Gözlerimin içine, sanki yeryüzüne inmiş yeni bir varlıkmışım gibi bakarak "Çok iyi yazıyorsun, zihnin berbat bir yer olmalı." dedi.

"Ha?" diyebildim ağzım açık bir şekilde garip bir ifadeyle.

Ayağa kalkarak "Doğru yere geldiniz bay ve bayan... Iıı?" demesiyle kaldı.

"Bay Peter Rogers." dedim ve kadının uzattığı eli sıktım, sonrasında da Olivia'yı başımla işaret ederek "O da bayan Olivia Stewart." dedim.

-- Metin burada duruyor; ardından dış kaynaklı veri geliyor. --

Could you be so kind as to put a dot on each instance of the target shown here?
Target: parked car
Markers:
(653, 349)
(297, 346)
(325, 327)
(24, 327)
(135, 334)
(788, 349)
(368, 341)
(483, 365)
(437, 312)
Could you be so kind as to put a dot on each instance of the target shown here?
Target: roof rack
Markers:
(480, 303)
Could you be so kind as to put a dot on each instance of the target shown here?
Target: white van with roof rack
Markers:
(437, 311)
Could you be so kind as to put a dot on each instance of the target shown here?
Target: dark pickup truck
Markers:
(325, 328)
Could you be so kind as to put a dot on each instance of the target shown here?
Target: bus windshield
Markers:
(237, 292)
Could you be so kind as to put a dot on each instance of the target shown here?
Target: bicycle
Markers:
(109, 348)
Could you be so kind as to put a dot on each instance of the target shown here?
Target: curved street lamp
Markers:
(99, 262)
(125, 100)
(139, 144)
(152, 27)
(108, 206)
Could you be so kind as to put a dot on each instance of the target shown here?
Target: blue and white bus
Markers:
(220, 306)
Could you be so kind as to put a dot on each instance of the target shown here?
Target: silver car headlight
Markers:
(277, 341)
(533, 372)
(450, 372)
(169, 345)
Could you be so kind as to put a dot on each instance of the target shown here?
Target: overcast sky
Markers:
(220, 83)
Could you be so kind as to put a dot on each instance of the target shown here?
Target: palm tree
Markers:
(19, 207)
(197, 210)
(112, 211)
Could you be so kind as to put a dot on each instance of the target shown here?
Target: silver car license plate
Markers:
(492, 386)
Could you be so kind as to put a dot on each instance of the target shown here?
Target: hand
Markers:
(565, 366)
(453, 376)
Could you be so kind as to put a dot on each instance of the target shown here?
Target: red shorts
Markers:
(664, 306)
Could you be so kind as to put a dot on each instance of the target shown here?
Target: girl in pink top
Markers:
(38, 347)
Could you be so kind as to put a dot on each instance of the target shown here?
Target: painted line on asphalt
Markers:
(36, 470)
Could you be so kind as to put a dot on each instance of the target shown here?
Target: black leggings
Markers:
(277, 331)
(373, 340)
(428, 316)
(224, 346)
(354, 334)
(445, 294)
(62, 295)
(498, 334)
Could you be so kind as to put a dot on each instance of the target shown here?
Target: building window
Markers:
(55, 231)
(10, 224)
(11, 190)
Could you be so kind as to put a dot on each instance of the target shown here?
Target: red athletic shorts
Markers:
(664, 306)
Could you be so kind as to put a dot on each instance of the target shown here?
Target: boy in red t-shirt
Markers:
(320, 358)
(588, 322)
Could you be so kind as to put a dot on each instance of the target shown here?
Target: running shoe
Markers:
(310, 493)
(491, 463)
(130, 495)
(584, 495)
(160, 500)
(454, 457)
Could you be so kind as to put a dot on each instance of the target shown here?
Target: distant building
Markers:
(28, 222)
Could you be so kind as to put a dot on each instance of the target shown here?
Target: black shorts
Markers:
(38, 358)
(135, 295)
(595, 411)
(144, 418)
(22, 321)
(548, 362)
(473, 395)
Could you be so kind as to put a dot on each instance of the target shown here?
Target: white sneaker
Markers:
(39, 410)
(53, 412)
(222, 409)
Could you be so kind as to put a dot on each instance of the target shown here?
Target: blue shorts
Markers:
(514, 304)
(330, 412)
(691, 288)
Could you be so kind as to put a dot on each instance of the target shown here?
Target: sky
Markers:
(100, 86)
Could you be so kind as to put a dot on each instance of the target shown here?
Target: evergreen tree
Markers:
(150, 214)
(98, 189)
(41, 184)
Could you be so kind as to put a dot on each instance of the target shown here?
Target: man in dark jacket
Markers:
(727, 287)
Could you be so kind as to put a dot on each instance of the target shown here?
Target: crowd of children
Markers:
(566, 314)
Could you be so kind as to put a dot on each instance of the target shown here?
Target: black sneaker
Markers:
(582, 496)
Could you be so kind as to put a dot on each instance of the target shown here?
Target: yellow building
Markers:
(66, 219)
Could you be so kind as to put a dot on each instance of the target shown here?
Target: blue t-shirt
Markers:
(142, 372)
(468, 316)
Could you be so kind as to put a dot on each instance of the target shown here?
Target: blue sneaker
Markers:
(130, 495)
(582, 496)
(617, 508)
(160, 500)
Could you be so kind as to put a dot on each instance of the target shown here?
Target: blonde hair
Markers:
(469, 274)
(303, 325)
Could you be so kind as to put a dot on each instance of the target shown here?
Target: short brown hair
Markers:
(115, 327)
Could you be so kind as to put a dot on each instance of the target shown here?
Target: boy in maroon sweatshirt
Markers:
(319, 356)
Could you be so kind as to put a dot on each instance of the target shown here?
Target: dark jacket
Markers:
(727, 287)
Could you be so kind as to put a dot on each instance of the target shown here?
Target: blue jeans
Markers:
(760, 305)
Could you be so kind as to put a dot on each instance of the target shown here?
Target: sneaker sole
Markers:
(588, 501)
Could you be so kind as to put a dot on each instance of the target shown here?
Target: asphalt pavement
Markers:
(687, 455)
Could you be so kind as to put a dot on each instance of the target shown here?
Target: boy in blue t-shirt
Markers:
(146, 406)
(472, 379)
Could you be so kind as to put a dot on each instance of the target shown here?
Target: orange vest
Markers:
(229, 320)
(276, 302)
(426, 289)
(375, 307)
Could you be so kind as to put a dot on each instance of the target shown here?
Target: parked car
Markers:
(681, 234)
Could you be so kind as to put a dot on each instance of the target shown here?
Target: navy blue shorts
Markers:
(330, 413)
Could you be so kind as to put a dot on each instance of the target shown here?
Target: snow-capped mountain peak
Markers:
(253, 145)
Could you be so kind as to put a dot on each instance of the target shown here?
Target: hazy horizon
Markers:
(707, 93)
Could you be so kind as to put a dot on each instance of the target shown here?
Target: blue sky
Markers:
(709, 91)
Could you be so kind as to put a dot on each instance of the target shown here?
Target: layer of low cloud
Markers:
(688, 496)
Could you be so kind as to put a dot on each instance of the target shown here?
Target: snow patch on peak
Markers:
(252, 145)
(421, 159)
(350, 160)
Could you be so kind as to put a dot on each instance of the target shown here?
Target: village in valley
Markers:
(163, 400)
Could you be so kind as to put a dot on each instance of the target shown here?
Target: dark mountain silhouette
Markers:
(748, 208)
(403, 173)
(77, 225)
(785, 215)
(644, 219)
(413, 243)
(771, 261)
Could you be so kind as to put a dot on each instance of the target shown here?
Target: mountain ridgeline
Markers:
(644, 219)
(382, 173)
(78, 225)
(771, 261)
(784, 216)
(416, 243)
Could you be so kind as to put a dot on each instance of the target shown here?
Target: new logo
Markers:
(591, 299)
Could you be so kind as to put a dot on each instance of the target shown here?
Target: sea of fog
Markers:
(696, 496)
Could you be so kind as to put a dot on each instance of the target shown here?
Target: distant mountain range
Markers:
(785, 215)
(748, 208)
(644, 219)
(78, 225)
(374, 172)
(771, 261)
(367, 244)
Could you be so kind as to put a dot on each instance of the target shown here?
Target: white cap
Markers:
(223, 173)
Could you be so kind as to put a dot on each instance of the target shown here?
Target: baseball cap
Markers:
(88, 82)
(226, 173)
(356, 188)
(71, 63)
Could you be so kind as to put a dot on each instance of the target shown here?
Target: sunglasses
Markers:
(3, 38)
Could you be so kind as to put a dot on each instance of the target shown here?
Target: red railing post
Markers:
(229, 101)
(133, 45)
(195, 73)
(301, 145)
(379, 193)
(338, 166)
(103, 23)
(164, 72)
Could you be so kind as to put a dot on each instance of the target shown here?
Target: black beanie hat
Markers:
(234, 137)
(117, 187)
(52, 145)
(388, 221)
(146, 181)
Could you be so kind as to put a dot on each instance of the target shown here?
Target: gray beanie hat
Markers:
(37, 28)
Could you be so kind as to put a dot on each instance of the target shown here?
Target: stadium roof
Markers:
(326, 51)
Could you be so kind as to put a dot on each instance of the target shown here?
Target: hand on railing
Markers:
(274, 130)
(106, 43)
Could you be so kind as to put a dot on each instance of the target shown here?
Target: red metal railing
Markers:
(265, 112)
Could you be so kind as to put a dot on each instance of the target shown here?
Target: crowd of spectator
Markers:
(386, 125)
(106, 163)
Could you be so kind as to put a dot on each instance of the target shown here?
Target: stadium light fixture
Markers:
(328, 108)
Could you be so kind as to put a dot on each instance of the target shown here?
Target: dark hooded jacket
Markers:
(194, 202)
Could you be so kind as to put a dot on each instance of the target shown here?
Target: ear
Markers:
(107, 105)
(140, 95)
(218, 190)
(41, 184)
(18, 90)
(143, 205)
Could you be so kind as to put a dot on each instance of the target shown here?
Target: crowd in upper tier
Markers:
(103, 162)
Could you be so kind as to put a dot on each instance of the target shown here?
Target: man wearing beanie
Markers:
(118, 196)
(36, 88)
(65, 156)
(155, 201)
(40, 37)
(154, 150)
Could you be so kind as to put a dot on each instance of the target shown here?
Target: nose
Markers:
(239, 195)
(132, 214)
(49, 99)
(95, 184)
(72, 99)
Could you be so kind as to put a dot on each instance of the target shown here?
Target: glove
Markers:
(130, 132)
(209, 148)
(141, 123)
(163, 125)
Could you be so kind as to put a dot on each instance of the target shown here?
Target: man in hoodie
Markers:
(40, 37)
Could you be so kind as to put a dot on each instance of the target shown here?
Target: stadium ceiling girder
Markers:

Onun da elini sıktıktan sonra Olivia heyecanlı bir ifadeyle sordu.

"Yani bunları basacak mısınız?"

Kadın "Buradan çıksa çıksa 50 kitap sayfası çıkar tatlım." dedi Olivia'nın sorusuna karşılık. "Ama Peter'ın zihninde harika bir potansiyel görüyorum. Bir konu bul, ya da doğaçlama olarak bu tarz düşüncelerini yazmaya devam et. Yeterince uzun olduğunda kitabını basacağız."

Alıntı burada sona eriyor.